4. Logistic Regression

Exercise 11: Classify high/low `mpg` cars in `Auto` dataset

Prepare the dataset
a. Create high and low mpg classes
b. Visual feature selection
- Quantitative features
- Qualitative features
c. Train-test split
d. LDA model
e. QDA model
f. Logit model
g. KNN model

Prepare the dataset

import pandas as pd

auto = pd.read_csv('http://www-bcf.usc.edu/~gareth/ISL/Auto.csv')

### 
## impute missing horsepower values with mean
#

# replace `?` with 0 so means can be calculated
for index in auto.index:
    if auto.loc[index, 'horsepower'] == '?':
        auto.loc[index, 'horsepower'] = 0

# cast horsepower to numeric dtype
auto.loc[ : , 'horsepower'] = pd.to_numeric(auto.horsepower)

# now impute values
for index in auto.index:
    if auto.loc[index, 'horsepower'] == 0:
        auto.loc[index, 'horsepower'] = auto[auto.cylinders == auto.loc[index, 'cylinders']].horsepower.mean()

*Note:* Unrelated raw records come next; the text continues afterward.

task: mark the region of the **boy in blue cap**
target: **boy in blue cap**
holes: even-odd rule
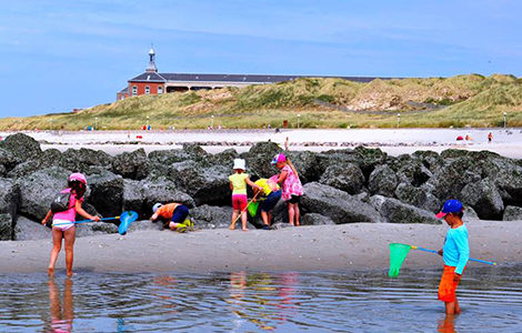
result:
[[[442,211],[435,215],[436,219],[444,219],[450,225],[444,246],[439,251],[444,260],[444,272],[439,284],[439,300],[445,303],[446,314],[461,312],[455,291],[470,259],[468,229],[462,222],[463,214],[462,202],[452,199],[444,202]]]

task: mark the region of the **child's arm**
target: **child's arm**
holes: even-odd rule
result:
[[[284,180],[287,179],[288,171],[281,171],[278,178],[278,184],[282,185]]]
[[[79,213],[80,215],[82,215],[83,218],[86,218],[88,220],[94,220],[96,222],[100,221],[99,216],[91,215],[88,212],[86,212],[86,210],[83,210],[83,208],[81,206],[81,201],[80,200],[77,200],[77,203],[74,204],[74,209],[76,209],[77,213]]]
[[[290,161],[290,159],[287,159],[287,164],[289,164],[290,168],[292,168],[293,173],[295,173],[295,175],[299,178],[298,170],[295,169],[295,167],[293,167],[292,161]]]
[[[258,190],[262,190],[262,189],[263,189],[263,188],[261,188],[260,185],[254,184],[254,183],[250,180],[250,176],[249,176],[249,178],[245,178],[244,181],[245,181],[247,184],[249,184],[252,189],[258,189]]]
[[[456,245],[456,251],[459,251],[459,262],[456,263],[455,274],[462,275],[465,264],[470,259],[470,244],[468,243],[468,233],[460,232],[453,238]]]
[[[49,211],[47,212],[46,218],[43,218],[43,220],[42,220],[42,224],[43,224],[43,225],[47,224],[47,221],[49,221],[49,219],[51,218],[51,215],[52,215],[52,212],[51,212],[51,210],[49,210]]]

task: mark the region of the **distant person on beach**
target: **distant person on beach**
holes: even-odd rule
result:
[[[281,188],[275,181],[265,178],[260,178],[254,182],[254,184],[257,186],[253,188],[254,198],[252,199],[252,202],[258,201],[258,194],[261,196],[260,199],[264,199],[261,201],[261,219],[264,224],[263,229],[270,230],[270,225],[272,223],[271,210],[275,206],[279,199],[281,199]]]
[[[439,251],[444,260],[444,271],[439,284],[439,300],[445,303],[445,313],[450,315],[461,312],[455,291],[470,259],[468,229],[462,222],[463,214],[462,203],[454,199],[444,202],[442,211],[436,214],[436,219],[444,219],[450,225],[444,246]]]
[[[68,179],[68,186],[60,192],[64,198],[67,205],[63,211],[47,212],[46,218],[42,220],[42,224],[46,225],[49,219],[52,216],[52,250],[51,259],[49,261],[48,275],[54,275],[54,264],[57,263],[58,254],[61,250],[62,239],[66,240],[66,266],[67,275],[72,275],[72,261],[74,256],[74,240],[76,231],[74,226],[77,213],[88,220],[100,221],[100,218],[93,216],[86,212],[81,204],[83,202],[83,194],[87,190],[87,179],[81,173],[72,173]]]
[[[282,189],[281,198],[287,202],[289,223],[299,226],[301,225],[299,203],[301,202],[301,195],[303,195],[303,185],[299,179],[298,170],[295,170],[292,162],[281,153],[277,154],[271,163],[281,170],[278,176],[278,184],[280,184]]]
[[[185,232],[193,229],[189,218],[189,209],[179,202],[168,204],[155,203],[152,206],[151,221],[162,220],[163,228],[172,231]]]
[[[232,190],[232,221],[230,230],[235,229],[235,222],[241,214],[241,230],[247,231],[247,184],[252,188],[262,190],[261,186],[255,185],[248,173],[244,173],[245,163],[243,159],[235,159],[233,164],[234,174],[229,176],[230,190]]]

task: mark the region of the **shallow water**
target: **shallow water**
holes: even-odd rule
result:
[[[0,275],[0,332],[522,332],[521,273],[468,270],[453,320],[440,271]]]

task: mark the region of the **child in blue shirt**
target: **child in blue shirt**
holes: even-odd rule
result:
[[[444,260],[444,272],[439,284],[439,300],[445,303],[446,314],[461,312],[455,291],[470,259],[468,229],[462,222],[463,214],[462,203],[454,199],[444,202],[442,211],[436,214],[436,219],[444,219],[450,225],[444,246],[439,251]]]

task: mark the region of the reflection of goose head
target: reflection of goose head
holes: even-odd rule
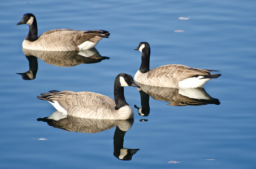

a. Create high and low mpg classes

# represent high mpg as mpg above the median
auto['mpg01'] = (auto.mpg > auto.mpg.median()).astype('int32')
auto.head()

	mpg	cylinders	displacement	horsepower	weight	acceleration	year	origin	name
0	18.0	8	307.0	130.0	3504	12.0	70	1	chevrolet chevelle malibu
1	15.0	8	350.0	165.0	3693	11.5	70	1	buick skylark 320
2	18.0	8	318.0	150.0	3436	11.0	70	1	plymouth satellite
3	16.0	8	304.0	150.0	3433	12.0	70	1	amc rebel sst
4	17.0	8	302.0	140.0	3449	10.5	70	1	ford torino

auto.info()

<class 'pandas.core.frame.DataFrame'>
RangeIndex: 397 entries, 0 to 396
Data columns (total 10 columns):
mpg             397 non-null float64
cylinders       397 non-null int64
displacement    397 non-null float64
horsepower      397 non-null float64
weight          397 non-null int64
acceleration    397 non-null float64
year            397 non-null int64
origin          397 non-null int64
name            397 non-null object
mpg01           397 non-null int32
dtypes: float64(4), int32(1), int64(4), object(1)
memory usage: 29.5+ KB

Note high mpg is represented by class 1

b. Visual feature selection

import seaborn as sns
sns.set_style('white')

import warnings  
warnings.filterwarnings('ignore')

Quantitative features

We’ll inspect some plots of the quantitative variables against the high/low classes first.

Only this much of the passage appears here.